Eight Democrat senators joined with their Republican counterparts to vote against Debo Adegbile, Barack Obama's nominee, to head the Justice Department's Civil Rights Division. The opposition - a huge rebuke for the president - likely stemmed from Adegbile's participation with an appeal filed on behalf of Mumia Abu-Jamal, the internationally known former Black Panther who was convicted for the 1981 slaying of Daniel Faulkner, a Philadelphia police officer.

"I'm especially grateful to to the democrats who broke ranks and had the courage to do the right thing. Debo Adegbile was the wrong person for the job. There have to be better people for the position," said Maureen Faulkner, the cop's widow.

Adegbile becomes the first Obama nominee rejected under the New Senate procedures, which was approved in November requiring a majority of senators present to agree in order to proceed on a vote for most presidential nominees.

One of the Democratic senators who voted against Adegbile's nomination was West Virginia Senator Joe Manchin:

"I made a conscientious decision after talking to the wife of the victim," Manchin later told reporters.

Advocates for the the 47-year-old Adegbile included the President of the United States. Adegbile worked for the NAACP Legal Defense Fund between 2001 and 2013, serving as as the group's in-house voting rights expert. Democrats, which included members of the Congressional Black Caucus, had argued that his long period of working on voting rights issues.
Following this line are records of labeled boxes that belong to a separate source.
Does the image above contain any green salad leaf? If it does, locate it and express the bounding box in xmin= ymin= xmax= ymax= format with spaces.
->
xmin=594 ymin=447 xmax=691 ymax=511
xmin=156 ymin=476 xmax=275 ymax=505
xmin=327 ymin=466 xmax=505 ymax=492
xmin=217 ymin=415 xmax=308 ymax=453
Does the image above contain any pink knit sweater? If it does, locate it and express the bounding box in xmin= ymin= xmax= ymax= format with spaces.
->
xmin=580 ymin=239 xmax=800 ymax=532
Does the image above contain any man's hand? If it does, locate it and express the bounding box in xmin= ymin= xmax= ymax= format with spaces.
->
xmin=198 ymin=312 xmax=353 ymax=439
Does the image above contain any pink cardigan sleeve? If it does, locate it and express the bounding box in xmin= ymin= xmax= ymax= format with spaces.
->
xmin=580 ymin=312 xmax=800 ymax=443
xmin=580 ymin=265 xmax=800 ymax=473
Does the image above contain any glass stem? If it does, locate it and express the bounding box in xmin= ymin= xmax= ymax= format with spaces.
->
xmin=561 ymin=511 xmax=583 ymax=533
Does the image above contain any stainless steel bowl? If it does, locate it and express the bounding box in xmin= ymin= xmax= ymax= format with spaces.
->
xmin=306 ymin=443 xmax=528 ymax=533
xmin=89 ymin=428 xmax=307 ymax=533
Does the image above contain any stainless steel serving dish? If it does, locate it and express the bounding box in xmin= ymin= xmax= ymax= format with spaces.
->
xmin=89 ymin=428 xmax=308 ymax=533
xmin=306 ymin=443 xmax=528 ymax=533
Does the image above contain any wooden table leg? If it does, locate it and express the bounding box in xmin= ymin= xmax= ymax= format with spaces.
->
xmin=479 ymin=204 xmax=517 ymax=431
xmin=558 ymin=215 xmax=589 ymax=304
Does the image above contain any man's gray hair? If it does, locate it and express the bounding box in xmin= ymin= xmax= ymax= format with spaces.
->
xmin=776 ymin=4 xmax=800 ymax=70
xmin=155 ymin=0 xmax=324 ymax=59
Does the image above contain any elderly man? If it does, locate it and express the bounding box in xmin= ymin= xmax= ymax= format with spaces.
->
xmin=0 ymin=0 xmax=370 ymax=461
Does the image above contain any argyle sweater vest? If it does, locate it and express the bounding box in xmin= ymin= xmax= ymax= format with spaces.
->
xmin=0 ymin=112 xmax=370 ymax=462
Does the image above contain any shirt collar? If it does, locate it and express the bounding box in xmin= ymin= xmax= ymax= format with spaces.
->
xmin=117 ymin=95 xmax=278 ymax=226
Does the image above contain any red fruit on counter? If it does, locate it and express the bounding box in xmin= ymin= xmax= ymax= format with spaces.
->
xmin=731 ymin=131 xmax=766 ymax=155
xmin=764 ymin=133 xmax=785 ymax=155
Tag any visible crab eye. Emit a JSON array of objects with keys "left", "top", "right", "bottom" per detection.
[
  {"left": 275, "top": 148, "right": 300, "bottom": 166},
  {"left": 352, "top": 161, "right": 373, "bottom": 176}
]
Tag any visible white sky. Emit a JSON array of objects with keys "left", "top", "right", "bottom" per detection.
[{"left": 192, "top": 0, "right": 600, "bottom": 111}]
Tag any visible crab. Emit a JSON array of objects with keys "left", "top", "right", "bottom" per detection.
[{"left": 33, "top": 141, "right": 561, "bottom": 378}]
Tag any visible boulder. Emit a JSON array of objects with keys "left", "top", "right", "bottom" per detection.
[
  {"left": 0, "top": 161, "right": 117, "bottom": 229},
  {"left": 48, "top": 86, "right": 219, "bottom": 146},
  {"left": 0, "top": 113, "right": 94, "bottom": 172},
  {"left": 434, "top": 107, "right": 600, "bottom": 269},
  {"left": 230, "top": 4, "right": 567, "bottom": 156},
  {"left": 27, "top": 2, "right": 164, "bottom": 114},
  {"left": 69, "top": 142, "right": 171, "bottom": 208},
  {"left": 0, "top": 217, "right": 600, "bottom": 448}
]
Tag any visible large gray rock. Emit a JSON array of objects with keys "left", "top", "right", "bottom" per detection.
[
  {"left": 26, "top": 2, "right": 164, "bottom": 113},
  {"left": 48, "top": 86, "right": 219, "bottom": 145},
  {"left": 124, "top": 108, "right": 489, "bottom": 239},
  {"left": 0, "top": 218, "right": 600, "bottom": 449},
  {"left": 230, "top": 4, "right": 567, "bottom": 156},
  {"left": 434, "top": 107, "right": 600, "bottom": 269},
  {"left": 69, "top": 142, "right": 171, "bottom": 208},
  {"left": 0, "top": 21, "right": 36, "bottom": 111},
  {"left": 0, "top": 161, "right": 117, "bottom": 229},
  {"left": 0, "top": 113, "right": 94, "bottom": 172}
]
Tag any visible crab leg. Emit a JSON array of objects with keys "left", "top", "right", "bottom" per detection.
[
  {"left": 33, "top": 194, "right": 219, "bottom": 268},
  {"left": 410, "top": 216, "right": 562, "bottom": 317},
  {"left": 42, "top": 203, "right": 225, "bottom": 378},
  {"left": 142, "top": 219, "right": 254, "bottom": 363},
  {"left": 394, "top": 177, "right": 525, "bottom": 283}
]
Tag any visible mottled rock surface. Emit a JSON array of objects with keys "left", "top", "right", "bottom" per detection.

However, Adegbile's legal work on the Mumia Abu-Jamal's case, in which he helped to convince a judge that the convicted cop killer faced a discriminatory jury, proved to be too controversial in his hopes to head the Justice Department's Civil Rights Division.

Abu-Jamal, born in 1954 in Philadelphia, was convicted for the 1981 murder of Philadelphia police officer Daniel Faulkner. The one time Black Panther turned president of the Philadelphia Association of Black Journalists, Abu Jamal earned the moniker "the voice of the voiceless."

"People forget that Mumia Abdul Jamal was sort of the dashboard 'saint' of not liberals but the hard-left; he was a real liberal of the hard-left.," said Jonah Goldberg, a Fox News contributor

"He was, in my lifetime, I look a lot of time looking into this in the 1990s - an absolutely, unequivocally guilty cop-killer; witnesses, corroboration and his own confession, but for some reason - because he was so articulate, he was such a left-wing activist, he became this hero for a lot of people on the left," Goldberg added.

In 2002, the band Anti-Flag released a song called 'Mumia's Song' on their Mobilize album. The song 'Vices' on their 2008 album Bright Lights of America features a recording of Abu Jamal speaking about the US Prison System.